In reviewing someone's data processing operation the first thing you ask for is the service level agreement [SLA] because that's the preeminent control used in that type of organization.
Like all DP organizational artifacts the SLA has a long history - going back, in this case, to 1920s job descriptions for data processing management requiring incumbents to guarantee things like the on time delivery of the printed AR reports.
In today's context, however, the SLA is mostly used as a get out of jail free card: as a limitation on service expectations by DP people; as a critical element in getting an easy ride from the auditors by both DP executives and the senior people they report to; and, as barrier keeping DP people in a distant and clearly subordinate role by executive management.
Basically the problem is that an SLA commits DP to meeting specified expectations - and thus both relieves DP of any need to exceed those expectations and acts as a barrier separating those on each side of the agreement. As a result its existence in an organization testifies to that organization's ability to resist change by passing costs on its customers - meaning that its existence is characteristic of government and monopoly, or near monopoly, organizations; including industry level IT monopolies in which the employers compete but all use the same, essentially interchangeable, IT people, tools, and methods.
When confronted with an organization that relies actively on SLA enforcement through some kind of DP management committee but is now facing genuine cost pressure - say an American state or municipal agency facing sharply falling tax revenues- there aren't a lot of good choices.
One is to take advantage of the nature of the SLA process itself to recommend and strongly support out-sourcing all IT work. You do this nominally because outsourcers always promise quick savings and because use of the existing SLA as the basis for the contract means that no significant organizational change will be needed - but really because out-sourcing under cost pressure is a bad idea whose eventual reversal should - assuming cost pressures continue - lead to the kind of IT change the organization needs but is not yet ready to undertake.

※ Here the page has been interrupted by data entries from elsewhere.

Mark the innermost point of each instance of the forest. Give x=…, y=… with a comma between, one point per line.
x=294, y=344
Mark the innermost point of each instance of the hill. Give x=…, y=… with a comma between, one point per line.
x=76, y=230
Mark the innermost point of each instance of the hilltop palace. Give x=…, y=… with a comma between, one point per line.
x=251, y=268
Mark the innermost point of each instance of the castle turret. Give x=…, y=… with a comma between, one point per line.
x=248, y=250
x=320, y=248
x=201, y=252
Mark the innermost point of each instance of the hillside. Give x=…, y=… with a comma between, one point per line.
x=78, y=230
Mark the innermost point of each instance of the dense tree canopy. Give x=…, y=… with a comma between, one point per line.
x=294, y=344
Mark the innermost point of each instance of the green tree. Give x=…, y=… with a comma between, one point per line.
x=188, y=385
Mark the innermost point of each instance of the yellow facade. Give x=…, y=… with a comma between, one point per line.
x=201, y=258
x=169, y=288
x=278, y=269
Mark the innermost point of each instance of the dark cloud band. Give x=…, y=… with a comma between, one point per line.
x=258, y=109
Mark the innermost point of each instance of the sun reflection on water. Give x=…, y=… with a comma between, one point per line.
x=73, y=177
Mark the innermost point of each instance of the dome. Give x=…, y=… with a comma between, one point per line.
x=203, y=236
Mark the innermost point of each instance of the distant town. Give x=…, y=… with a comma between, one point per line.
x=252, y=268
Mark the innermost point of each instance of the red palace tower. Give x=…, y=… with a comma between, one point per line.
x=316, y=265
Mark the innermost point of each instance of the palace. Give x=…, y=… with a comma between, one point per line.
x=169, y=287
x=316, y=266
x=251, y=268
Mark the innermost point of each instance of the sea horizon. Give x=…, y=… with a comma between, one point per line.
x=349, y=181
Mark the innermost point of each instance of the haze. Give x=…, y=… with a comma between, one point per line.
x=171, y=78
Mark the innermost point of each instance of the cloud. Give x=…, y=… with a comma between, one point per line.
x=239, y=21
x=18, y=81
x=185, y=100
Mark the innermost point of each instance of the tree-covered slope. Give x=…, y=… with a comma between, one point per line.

The more dangerous alternative is to go after real change now - but that's extremely hard to do largely because you've got to pull off two miracles at once: change senior management perceptions, and change the way IT is run.
At the senior management level you'll be dealing with people who mostly don't want to hear it: and getting them to first internalize the reality that IT provides the organization's "nervous system" and isn't an arms length expense center at all, and then accept that DP's relatively poor performance, organizational isolation, and freedom to escalate project costs have historically been due to the SLA centric management processes in place, is usually more of a challenge than most of us can handle.
At the IT management level you'll be replacing bodies because what you need is an outward, service oriented, focus to replace the inward, utilization oriented, focus in place - and you're just not going to get it with people promoted under the existing system.
And the complication? it's been my experience that senior executive commitment to change seldom lasts long - so once you get them on side, you typically have between four and six months to get your IT changes set in stone because otherwise the little picture players in the organization will gut your efforts and leave the organization worse off than it was before.